Ele voltou a se interessar por literatura e empreendeu alguns
projetos literários e culturais, sobre os quais falarei de forma resumida:
criou o Clube dos Poetas Mortais, que mantém um festejado grupo de WhatsApp,
promove eventos culturais e de congraçamento, realiza saraus e lives etc.; e
publicou os livros Poesias e Crônicas (2020) e Textos em Fatos e Fotos (2022),
em que também coligiu textos de Vitor de Athayde Couto e José de Lima Couto.
E agora nos surpreende com este novo livro, titulado Anos 70
na Folha do Litoral. Nele reúne crônicas, artigos, entrevistas e poemas, alguns
publicados no Norte do Piauí e, a maioria, no Folha do Litoral, em que manteve
a coluna Cosmo.
Suas crônicas e artigos são curtos, concisos, claros e
objetivos, como recomendam os melhores manuais de redação, e sem torcicolos,
pulutricas e firulas literárias. Refletem os questionamentos impostos pela
condição humana, referem os fatos da época, relatam acontecimentos ou histórias
interessantes, comentam filmes, livros parnaibanos, certos costumes e
brincadeiras da época, bem como as principais notícias e fatos da cidade, do
Piauí e do mundo.
Também relatam a movimentação cultural de jovens intelectuais
e tecem comentários sobre os jornais alternativos da cidade, entre os quais o
Inovação (fundado por Reginaldo Costa e Franzé Ribeiro) e o Querela (editado
pelo Fernando Ferraz). Algumas de suas crônicas têm um viés memorialístico, e
abordam episódios de sua infância e adolescência. A obra enfeixa ainda algumas
importantes entrevistas, umas das quais com o poeta e escritor Alcenor Candeira
Filho. Enfim, os textos tratam de múltiplos e importantes assuntos.
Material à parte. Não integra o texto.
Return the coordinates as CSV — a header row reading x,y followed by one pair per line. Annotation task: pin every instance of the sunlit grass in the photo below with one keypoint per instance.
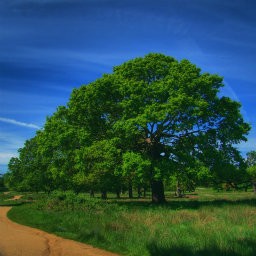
x,y
223,224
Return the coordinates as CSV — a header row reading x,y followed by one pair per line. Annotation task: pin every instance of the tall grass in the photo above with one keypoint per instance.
x,y
200,225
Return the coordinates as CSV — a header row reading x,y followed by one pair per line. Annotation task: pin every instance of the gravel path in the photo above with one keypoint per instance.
x,y
19,240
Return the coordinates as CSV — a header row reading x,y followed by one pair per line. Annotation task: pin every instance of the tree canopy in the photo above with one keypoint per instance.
x,y
152,118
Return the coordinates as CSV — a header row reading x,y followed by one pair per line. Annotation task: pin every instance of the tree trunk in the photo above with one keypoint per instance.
x,y
104,195
92,193
254,186
178,190
118,194
139,191
130,191
144,192
158,196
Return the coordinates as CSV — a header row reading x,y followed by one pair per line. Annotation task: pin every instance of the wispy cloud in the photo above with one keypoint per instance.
x,y
15,122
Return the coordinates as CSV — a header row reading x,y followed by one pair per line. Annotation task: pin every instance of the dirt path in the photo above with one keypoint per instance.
x,y
19,240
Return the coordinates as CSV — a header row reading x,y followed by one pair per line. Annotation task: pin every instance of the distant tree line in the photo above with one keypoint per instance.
x,y
153,122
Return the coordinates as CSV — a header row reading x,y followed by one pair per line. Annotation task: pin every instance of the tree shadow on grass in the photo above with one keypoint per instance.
x,y
12,203
192,204
248,245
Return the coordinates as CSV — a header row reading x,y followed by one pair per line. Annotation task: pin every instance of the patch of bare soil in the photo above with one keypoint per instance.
x,y
19,240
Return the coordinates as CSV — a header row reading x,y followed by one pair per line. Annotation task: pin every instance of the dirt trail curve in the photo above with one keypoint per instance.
x,y
19,240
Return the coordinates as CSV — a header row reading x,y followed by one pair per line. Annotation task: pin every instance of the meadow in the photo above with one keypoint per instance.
x,y
205,222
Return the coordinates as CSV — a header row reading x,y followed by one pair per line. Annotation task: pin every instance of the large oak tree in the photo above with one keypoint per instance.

Seus poemas têm a beleza da simplicidade, e destilam
sentimentos e emoções, todavia sem nunca descambar para a pieguice. Alguns
criticam o que deve ser criticado e louvam o que deve ser louvado, como no
dizer de Torquato Neto, uma de suas admirações literárias. Neles sentimos o
pulsar da vida, sobretudo o amor que tudo permeia e que tudo deve nortear. Mas
também se referem às frustrações, às injustiças, que sempre nos atingem, ainda
que indiretamente. Outros são poemas que nos instigam a pensar. E outros nos
comovem, pelo que têm de pungente, humano e lírico.
Todos os textos foram publicados nos anos de 1977, 1978 e
1979 nos jornais Norte do Piauí e, sobretudo, Folha do Litoral, em sua coluna
Cosmo. O livro trata de tudo, versa (quase) todos os temas.
Quem compulsar com atenção suas páginas vai conhecer muito da Parnaíba dos anos 1970, mormente nos aspectos de sua história social, administrativa, cultural e literária, quando Parnaíba se reinventava e se preparava para superar os estertores do extrativismo.